Cependant le propos de l’auteur, en suivant ses propres pérégrinations, perd en clarté. Notre héroïne explique les tenants et les aboutissants de l’affaire dans le désordre, donnant l’impression que les actions menées ne sont pas pensées et que les Amis vont échouer dans la sauvegarde de la somptueuse plage de Fudafudak. Nos Amis, même en restant amicaux, s’en sortent pas trop mal, tout compte fait. Leur lutte face au lobby nucléaire et aux intérêts financiers retarde, voire annule des projets et le lecteur est en joie.
L’album est dessiné au crayon, esquissé dans un « gris et blanc » qui a bien du mal à rendre honneur à cet endroit sublime qu’est -semble-t’il- Fudafudak.
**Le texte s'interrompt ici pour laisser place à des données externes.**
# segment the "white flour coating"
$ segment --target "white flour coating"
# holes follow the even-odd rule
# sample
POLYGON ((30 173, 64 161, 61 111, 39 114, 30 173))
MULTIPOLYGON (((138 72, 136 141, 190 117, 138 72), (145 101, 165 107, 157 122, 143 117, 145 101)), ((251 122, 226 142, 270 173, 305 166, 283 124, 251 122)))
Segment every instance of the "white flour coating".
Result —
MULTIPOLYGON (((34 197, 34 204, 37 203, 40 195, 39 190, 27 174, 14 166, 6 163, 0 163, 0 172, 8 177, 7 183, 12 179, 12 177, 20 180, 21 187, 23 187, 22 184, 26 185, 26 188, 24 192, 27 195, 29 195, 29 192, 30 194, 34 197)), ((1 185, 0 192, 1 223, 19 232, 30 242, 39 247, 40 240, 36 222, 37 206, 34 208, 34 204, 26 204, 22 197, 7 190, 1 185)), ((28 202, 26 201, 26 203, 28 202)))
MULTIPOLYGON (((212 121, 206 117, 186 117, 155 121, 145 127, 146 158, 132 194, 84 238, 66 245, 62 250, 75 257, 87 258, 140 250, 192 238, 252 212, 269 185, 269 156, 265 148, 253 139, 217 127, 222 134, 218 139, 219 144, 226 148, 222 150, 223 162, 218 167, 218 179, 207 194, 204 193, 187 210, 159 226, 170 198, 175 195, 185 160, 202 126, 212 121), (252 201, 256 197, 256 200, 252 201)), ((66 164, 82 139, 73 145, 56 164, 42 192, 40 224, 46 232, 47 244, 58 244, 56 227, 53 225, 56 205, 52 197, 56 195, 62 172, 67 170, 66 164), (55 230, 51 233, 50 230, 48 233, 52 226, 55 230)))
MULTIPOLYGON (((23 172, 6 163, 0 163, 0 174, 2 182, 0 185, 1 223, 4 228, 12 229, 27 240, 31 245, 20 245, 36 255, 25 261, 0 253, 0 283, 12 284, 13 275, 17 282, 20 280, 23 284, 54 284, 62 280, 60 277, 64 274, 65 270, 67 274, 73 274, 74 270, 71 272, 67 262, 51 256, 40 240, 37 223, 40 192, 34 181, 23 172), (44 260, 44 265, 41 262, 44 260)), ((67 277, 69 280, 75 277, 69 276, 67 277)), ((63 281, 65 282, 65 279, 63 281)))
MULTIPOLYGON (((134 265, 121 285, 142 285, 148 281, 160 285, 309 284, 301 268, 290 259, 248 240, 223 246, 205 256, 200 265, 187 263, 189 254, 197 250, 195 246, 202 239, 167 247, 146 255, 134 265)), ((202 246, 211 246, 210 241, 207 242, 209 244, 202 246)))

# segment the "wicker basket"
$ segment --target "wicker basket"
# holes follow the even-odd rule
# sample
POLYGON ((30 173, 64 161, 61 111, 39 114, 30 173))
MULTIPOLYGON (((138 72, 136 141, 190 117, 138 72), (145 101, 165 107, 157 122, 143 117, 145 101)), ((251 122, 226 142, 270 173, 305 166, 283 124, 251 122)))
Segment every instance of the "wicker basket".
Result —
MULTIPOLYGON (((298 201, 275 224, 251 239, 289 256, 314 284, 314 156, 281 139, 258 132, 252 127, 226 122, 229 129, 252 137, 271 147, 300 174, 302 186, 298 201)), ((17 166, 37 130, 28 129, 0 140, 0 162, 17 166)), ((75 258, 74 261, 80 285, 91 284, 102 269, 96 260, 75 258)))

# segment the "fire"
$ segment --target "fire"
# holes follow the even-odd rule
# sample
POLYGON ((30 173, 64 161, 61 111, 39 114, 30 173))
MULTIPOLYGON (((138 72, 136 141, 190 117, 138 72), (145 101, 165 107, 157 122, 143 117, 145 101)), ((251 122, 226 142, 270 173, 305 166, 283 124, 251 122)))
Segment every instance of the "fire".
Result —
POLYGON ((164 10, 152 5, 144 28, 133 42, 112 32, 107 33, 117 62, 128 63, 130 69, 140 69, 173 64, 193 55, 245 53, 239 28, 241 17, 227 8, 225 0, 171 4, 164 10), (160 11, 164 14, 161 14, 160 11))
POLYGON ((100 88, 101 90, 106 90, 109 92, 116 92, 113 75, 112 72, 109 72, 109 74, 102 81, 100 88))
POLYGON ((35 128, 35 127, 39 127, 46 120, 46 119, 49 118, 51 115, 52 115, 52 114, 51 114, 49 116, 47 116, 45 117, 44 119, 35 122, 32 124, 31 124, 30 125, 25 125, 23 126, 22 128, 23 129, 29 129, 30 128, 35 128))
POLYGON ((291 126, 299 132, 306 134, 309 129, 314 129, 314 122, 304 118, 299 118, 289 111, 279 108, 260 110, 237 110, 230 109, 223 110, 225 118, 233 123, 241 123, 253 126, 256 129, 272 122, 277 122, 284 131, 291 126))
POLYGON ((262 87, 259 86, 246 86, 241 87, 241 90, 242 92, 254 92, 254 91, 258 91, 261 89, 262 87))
Même chose pour les costumes folkloriques :
« Tant de couleurs… Les habits des Amis sont SUPERBES ! »
Heureusement, on s’attache aux personnes rencontrées, on apprend beaucoup de choses sur Taïwan, son Histoire, ses peuples, sa géographie. Un chouette album.
Merci à Céline, à Libfly et La Voie des indés. A Li-Chin Lin, aux éditions çà et là. Leur catalogue est proprement incroyable, vous n’imaginez pas les trésors qu’il renferme…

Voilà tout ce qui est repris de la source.